In the beginning of a relationship, both partners are leading separate lives and have much to share with each other. Over time, couples often give up their independent activities. They may let go of friends and interests, and start “living for” the other. When people don’t have some time apart, a can relationship lose its mystery. The opposite can also occur: both people may go separate ways, and when things are bad, their differences become glaring. In addition to the natural forces that can dull relationships, resentments can choke the very life out of anything that is left. But love does not have to die. There are many things couples can do to rekindle the fading embers:
- Heal the resentments that are choking your relationship. Take action to reclaim your power and repeatedly sympathize with any distress your partner feels as a result. When you can’t resolve conflicts on your own, find help!
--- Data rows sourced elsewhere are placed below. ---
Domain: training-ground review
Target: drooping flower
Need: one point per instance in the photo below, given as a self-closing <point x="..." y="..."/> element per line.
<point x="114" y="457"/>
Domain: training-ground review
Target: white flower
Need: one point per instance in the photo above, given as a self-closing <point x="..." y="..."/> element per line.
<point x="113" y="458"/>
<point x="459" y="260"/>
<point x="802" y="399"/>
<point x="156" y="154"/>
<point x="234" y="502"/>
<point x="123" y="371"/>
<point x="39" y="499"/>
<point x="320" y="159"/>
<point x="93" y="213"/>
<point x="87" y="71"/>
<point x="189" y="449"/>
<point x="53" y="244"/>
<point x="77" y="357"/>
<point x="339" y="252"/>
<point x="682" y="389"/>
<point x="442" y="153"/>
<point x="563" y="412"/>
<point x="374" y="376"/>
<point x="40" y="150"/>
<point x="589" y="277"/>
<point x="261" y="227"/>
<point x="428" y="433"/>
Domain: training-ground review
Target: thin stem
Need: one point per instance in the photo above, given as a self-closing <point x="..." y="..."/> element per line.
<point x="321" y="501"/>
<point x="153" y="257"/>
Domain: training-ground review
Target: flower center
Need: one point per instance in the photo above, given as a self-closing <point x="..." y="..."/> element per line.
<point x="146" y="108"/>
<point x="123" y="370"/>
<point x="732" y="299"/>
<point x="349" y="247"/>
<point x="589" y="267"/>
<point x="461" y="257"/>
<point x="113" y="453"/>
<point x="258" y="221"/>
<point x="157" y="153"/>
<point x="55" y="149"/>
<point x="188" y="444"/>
- Get a life. Be sure to have interests or hobbies separate from your partner. Make yourself happy and share what you’ve been doing. Ask yourself, “What would I do if I didn’t spend so much time worrying about my partner?”
- Make separate lists of fun and exciting activities each person would like to do with the other. This can include simple activities such as showering together, massage, walks, or dancing. Do one activity a week, even if you are feeling “lazy.”
- Make separate “caring lists” of things your partner does or used to do that make you feel loved. Add any behaviors that you’ve always wanted but never had, such as cards, flowers, little presents, hugs, opening car doors, compliments, holding hands, nonsexual touches, and good-bye kisses. Romantic gestures are particularly important for helping caregivers find relief from constantly attending to others. The resulting improvements in mood will make romance well worth the effort.
- Perform caring behaviors regularly. They are gifts. Give them in spite of how you feel about your partner and regardless of the caring that is being shown to you. Freely given thoughtful actions will always result in positive returns.
- Train your partner to be romantic by showing appreciation of caring and by giving gentle reminders: “Don’t forget my good-bye kiss.” or “You don’t know how much I enjoyed going out tonight!” Even if you have to ask for it, a caring behavior counts. The best way to love someone is to help him or her to be successful in loving you.
- Go on weekend getaways to make romantic connections without distractions. Just planning and looking forward to an event can re-energize relationships.
- Find a cause that interests you separately or as a couple. Extending the energy in your relationship beyond yourselves creates “soul mates.”
- Don’t compare your relationship to movies and romance novels. Mature love is more about being comfortable with and enjoying someone than about an all-consuming obsession.
Put a few of these suggestions into your relationship, and watch it move in a positive, energizing direction! A little goes a long way when it comes to sharing your love.